The Substance est un grand film féministe. Non seulement pour son propos sur les relations femmes-hommes et sa misandrie grinçante mais aussi pour ce qu’il dit des relations entre femmes et du féminisme. Et c’est un grand film tout court, très inspiré par le cinéma hollywoodien le plus classique avec une économie de moyens qui évoque beaucoup les films des années 50 de Hitchcock ou Mankiewicz. La scène initiale montre le sort de l’étoile d’Elizabeth Sparkle sur ce qu’on imagine être le Hollywood Boulevard. D’abord ces lettres et cette étoile sont soigneusement mises en place puis célébrées avant de se craqueler devant des passants indifférents. C’est l’histoire d’une star de l’aérobic télévisé en fin de carrière, qui le jour de ses 50 ans apprend qu’elle est virée salement. Le patron est expédié en quelques plans par la cinéaste, visage fatigué cadré de très près alors qu’il se permet un jugement sévère et mufle sur l’âge de la star en passe d’être déchue (il est bien le plus ridé des deux mais il a le privilège de ne pas se voir) ou bouche qui se goinfre de crevettes à la mayonnaise. Coralie Fargeat ne fait aucun cadeau aux hommes. Mecs moches du casting qui épiloguent sur le physique des femmes, voisin qui prend pour acquis qu’il va pouvoir sauter la nouvelle voisine toute fraîche, longue série d’hommes qui se font mielleux devant une jolie jeune femme et qui ne montrent aucune considération devant une de 50 ans.

Beaucoup a été dit à propos de la performance de Demi Moore qui montre son beau corps vieillissant (elle a à vrai dire plus de 60 ans) là où seuls des corps jeunes sont acceptés.

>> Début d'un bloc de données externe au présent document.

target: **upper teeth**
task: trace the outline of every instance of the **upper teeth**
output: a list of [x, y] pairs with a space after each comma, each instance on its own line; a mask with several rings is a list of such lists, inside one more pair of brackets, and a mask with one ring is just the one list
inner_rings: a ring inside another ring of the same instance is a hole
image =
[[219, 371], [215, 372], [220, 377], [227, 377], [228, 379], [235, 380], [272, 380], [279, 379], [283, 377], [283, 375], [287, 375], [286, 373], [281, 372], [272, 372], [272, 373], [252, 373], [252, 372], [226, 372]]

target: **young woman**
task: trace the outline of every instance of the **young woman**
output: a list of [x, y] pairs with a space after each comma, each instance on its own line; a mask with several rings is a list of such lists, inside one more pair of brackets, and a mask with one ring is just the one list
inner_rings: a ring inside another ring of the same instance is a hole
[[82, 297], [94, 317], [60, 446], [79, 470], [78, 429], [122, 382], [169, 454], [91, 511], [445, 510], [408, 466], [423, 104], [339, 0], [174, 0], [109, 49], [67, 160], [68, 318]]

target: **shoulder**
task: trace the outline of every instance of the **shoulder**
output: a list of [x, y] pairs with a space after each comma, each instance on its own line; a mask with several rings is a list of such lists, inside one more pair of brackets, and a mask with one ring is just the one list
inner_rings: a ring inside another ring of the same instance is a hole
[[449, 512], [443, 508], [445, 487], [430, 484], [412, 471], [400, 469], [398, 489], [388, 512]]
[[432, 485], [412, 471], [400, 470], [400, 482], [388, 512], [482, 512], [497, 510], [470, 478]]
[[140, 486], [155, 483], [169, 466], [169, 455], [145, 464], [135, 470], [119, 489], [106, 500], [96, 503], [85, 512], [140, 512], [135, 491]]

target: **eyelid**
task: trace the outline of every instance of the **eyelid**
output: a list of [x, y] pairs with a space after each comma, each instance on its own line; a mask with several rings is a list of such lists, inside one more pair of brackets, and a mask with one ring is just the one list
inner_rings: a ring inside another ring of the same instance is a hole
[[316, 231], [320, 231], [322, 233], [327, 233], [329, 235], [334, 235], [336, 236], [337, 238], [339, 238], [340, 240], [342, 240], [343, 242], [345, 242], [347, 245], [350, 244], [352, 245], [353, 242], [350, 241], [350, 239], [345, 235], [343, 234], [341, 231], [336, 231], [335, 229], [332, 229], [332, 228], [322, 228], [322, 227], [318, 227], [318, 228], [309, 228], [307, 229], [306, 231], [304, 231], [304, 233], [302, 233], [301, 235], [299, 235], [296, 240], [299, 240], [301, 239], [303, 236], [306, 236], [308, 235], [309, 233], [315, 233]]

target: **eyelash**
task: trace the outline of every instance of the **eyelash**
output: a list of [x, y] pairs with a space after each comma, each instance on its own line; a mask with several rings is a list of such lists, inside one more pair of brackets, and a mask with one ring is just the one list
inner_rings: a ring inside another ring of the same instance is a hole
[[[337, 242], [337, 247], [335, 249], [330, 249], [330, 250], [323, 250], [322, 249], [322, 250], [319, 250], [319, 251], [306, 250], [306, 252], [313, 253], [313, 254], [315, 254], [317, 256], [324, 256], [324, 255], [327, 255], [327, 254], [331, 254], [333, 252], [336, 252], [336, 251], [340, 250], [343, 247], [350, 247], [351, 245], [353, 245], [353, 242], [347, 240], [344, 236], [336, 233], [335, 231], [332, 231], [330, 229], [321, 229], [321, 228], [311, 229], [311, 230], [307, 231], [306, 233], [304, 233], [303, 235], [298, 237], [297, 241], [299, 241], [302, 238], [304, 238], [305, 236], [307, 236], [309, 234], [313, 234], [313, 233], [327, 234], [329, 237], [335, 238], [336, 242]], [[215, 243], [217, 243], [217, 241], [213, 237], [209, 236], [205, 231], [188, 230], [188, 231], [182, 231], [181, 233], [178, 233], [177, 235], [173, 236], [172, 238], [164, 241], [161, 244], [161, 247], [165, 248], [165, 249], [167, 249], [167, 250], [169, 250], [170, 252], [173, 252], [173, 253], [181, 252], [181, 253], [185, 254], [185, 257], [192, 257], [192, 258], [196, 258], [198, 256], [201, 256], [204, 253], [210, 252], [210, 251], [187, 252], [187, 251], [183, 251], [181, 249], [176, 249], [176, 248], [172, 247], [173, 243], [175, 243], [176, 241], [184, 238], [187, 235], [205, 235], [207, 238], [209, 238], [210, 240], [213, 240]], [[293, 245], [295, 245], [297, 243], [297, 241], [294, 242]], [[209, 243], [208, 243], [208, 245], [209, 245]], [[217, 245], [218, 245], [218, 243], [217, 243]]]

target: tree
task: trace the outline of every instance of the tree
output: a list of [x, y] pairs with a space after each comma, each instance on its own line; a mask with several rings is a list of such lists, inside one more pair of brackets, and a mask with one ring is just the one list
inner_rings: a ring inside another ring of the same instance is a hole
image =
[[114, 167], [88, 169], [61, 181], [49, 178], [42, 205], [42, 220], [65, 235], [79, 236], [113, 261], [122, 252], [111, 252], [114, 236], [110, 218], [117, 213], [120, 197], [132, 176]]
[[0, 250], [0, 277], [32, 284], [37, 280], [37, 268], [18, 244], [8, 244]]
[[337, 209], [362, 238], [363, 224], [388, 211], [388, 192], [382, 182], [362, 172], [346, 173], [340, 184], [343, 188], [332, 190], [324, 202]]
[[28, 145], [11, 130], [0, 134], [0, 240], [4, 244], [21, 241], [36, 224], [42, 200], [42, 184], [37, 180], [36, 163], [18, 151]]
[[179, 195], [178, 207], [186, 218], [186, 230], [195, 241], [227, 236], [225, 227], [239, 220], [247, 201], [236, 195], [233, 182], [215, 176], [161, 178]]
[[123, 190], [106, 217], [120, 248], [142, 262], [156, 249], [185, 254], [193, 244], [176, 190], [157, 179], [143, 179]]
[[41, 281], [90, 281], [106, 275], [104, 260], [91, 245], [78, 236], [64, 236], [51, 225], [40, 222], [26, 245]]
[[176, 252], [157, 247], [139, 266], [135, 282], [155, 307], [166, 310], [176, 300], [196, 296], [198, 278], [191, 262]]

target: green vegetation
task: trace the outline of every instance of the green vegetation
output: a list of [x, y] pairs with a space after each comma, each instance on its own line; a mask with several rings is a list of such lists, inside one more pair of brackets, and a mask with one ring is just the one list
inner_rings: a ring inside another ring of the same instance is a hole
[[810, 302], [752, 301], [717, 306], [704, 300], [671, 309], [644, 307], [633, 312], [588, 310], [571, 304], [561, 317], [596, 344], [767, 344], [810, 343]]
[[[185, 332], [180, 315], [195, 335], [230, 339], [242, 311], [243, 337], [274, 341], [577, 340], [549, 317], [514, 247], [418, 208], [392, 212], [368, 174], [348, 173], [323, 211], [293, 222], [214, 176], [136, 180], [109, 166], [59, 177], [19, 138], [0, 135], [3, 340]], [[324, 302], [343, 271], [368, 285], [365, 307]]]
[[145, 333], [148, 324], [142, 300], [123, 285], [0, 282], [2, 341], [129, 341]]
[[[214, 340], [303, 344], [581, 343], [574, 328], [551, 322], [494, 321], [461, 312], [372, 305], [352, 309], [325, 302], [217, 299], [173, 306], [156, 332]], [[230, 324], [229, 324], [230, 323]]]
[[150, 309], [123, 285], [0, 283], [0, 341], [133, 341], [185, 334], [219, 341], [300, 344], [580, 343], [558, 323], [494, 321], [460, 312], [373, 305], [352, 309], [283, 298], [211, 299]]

Le dépit de vieillir, et de perdre ce qui semble seul en mesure de donner de la valeur aux femmes au regard des hommes, pousse Elizabeth à acheter un produit étonnant, la substance, qui la scinde en deux corps, le sien et celui d’une belle jeune femme qui prennent vie tour à tour, une semaine sur deux. Mais le slogan de l’entreprise qui vend le produit est impuissant à faire de ces deux corps une seule personne et très vite le jeune corps a aussi un nom, Sue, et des intérêts bien à soi. Elizabeth ne participe pas au succès de Sue qui prend sa place à la télévision suite à un casting. Au contraire, elle reste prostrée chez elle face à ses démons, qui n’ont pas disparu. Elle se voit toujours aussi flétrie, au point de ne pouvoir honorer un rendez-vous avec un copain de classe un peu pitoyable et qui l’idolâtre (c’est une scène poignante) et la situation ne lui apporte aucun bénéfice : elle est dévorée d’envie pour la jeunesse de Sue, qui est à vrai dire une autre femme, et risque même de voir son corps à elle dégradé par les libertés que prend Sue avec le rythme de leur alternance.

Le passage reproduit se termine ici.